Thomás Gibertoni, analista da Portofino Family Office

Mercado já olha para a frente

Como Trump nada mais é agora que um "pato manco", para investidores, gestores de recursos e analistas não faz sentido ficar discutindo o que aconteceu no Capitólio ontem.

Mais prático e útil, para eles, é olhar para a frente e traçar o que será a economia mundial com os EUA governados pelo democrata Joe Biden.

E o que está no radar parece agradar quem gosta de investir em ações. Pelo menos por enquanto.

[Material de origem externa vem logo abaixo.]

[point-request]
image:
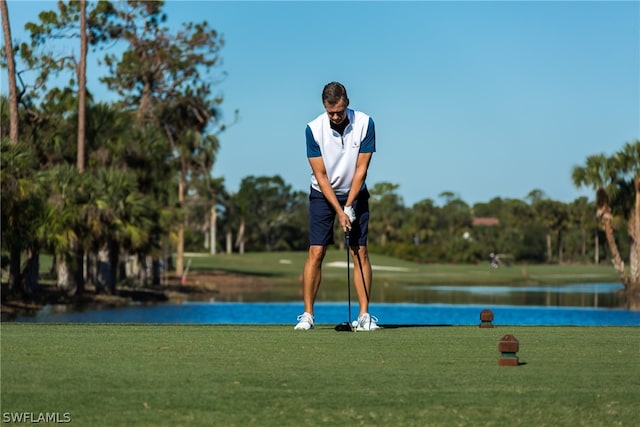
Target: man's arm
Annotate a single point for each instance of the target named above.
(362, 166)
(320, 172)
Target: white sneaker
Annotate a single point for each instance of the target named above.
(305, 322)
(367, 322)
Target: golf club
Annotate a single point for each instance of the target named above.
(346, 326)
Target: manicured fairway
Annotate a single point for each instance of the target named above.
(172, 375)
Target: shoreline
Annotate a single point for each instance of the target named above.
(199, 286)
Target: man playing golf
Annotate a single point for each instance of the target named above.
(340, 144)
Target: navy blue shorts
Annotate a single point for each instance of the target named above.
(322, 217)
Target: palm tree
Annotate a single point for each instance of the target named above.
(11, 73)
(616, 181)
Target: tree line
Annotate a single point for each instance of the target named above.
(118, 191)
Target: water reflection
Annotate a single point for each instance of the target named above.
(603, 295)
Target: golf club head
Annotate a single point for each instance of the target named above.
(344, 327)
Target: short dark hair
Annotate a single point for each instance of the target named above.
(333, 92)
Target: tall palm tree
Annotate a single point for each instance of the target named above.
(616, 180)
(11, 73)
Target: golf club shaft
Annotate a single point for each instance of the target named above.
(346, 238)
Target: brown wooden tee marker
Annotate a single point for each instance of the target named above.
(508, 347)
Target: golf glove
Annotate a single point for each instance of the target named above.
(350, 213)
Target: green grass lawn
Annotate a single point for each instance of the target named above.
(173, 375)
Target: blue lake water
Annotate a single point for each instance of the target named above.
(331, 313)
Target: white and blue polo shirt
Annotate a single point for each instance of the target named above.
(340, 152)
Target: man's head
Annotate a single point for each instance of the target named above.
(335, 101)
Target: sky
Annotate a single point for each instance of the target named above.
(482, 99)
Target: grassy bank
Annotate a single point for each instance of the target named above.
(270, 375)
(288, 266)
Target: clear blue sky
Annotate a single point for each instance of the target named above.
(482, 99)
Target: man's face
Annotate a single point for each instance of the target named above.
(337, 112)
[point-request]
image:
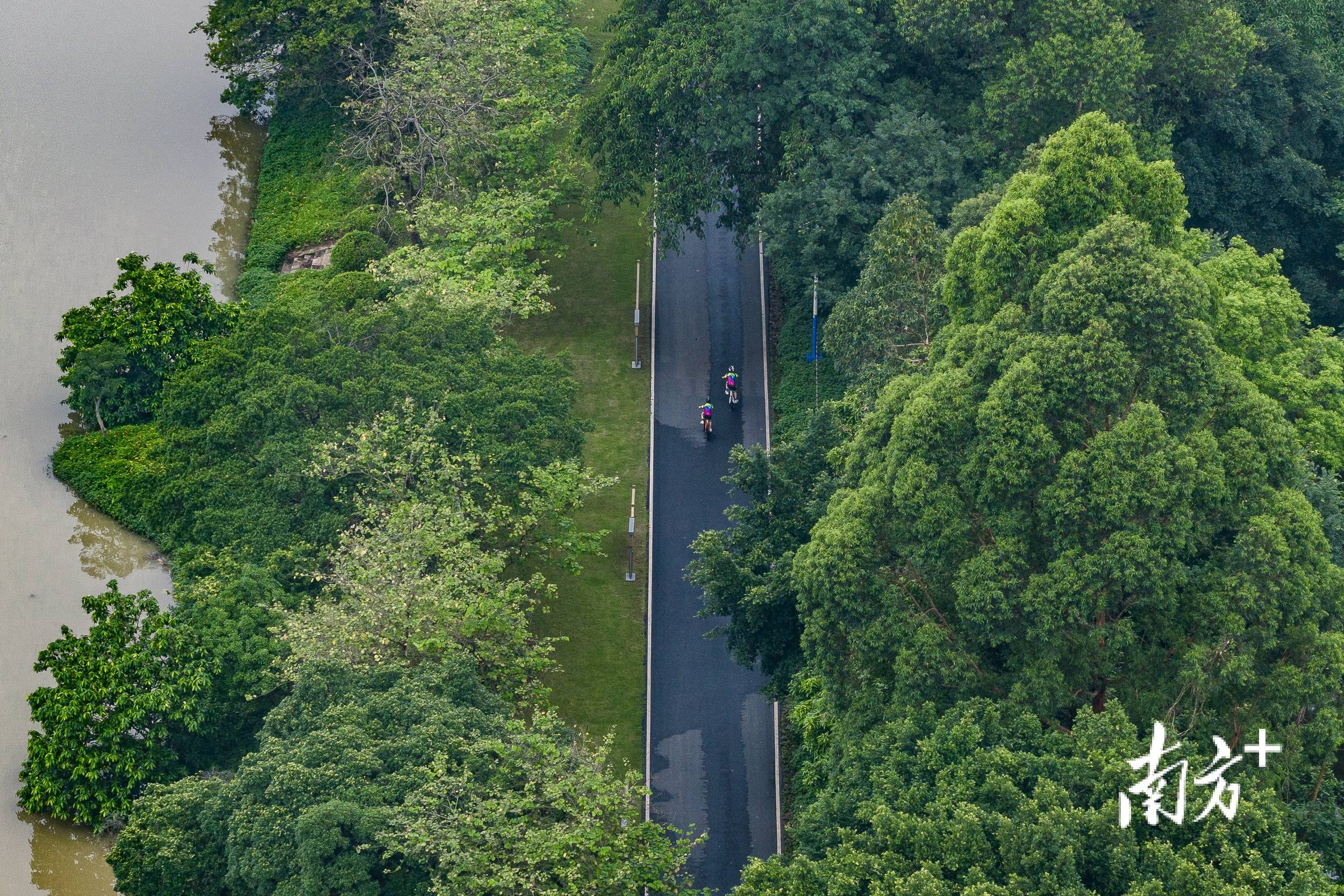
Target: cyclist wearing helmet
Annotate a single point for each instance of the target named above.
(730, 385)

As Bolsas estão subindo pelas perspectivas de novos incentivos fiscais nos Estados Unidos. Com a onda azul trazida pela vitória dos Democratas na Câmara e no Senado, e mais a confusão provocada pelo Trump, aumentou agora a chance de ser aprovado um plano mais amplo de auxílio aos americanos. O primeiro plano aprovado era de US$ 900 bilhões, e agora ele pode ir a mais de US$ 1,2 trilhão.
Roberto Motta, chefe da mesa de derivativos da Genial Investimentos

Alguns analistas dizem que a maioria democrata também no Senado, além de na Câmara, poderia facilitar algumas medidas que o mercado considera negativas, como impostos corporativos mais pesados e medidas mais rígidas sobre algumas empresas, principalmente as de tecnologia, o que preocupa Wall Street.

Mas a margem estreita do controle no Senado pelos Democratas e o fato de que uma parcela relevante dos senadores democratas representa estados onde o eleitorado conservador tem maior peso devem dificultar a aprovação de medidas mais polêmicas.
Paula Zogbi, analista da Rico Investimentos

Bolsa brasileira aproveita onda azul

E dinheiro no bolso de norte-americanos significa mais capital circulando no mundo todo. "Nas duas primeiras sessões do ano, já entraram na Bolsa brasileira mais de R$ 2,5 bilhões, de estrangeiros", diz Motta, da Genial Investimentos. Segundo ele, o mundo quer commodities, um ativo que o Brasil tem de sobra.

Como o governo dos EUA vai gastar mais e haverá mais dinheiro circulando no mundo, investidores, em tese, ficam mais confortáveis para assumir mais riscos, aplicando em ativos de países emergentes, considerados menos seguros que o dólar. Isso deveria provocar uma queda do dólar.

De fato, analistas dizem que o movimento de alta do dólar no mundo todo hoje deve ser apenas pontual, e que a moeda deve cair nos próximos dias.

O dólar vinha de um movimento longo de queda, de forma que a alta de hoje deve ser encarada meramente como uma pequena correção a esse movimento mais amplo.
Daniel Herrera, analista da Toro Investimentos

No caso do Brasil, a situação é diferente, dizem profissionais de mercado, por que há outro ingrediente que favorece a alta do dólar. O real está se desvalorizando também pelas fragilidades nacionais, como a situação fiscal e as incertezas em torno do plano de vacinação.

O dólar não vem dando trégua aqui contra o real muito por causa da nossa questão fiscal, que coloca em risco o crescimento do país. Isso já pode ser observado com o desempenho de alguns setores mais próximo à economia, como varejo, construção, que estão com desempenho pior que o do setor de commodities, por exemplo.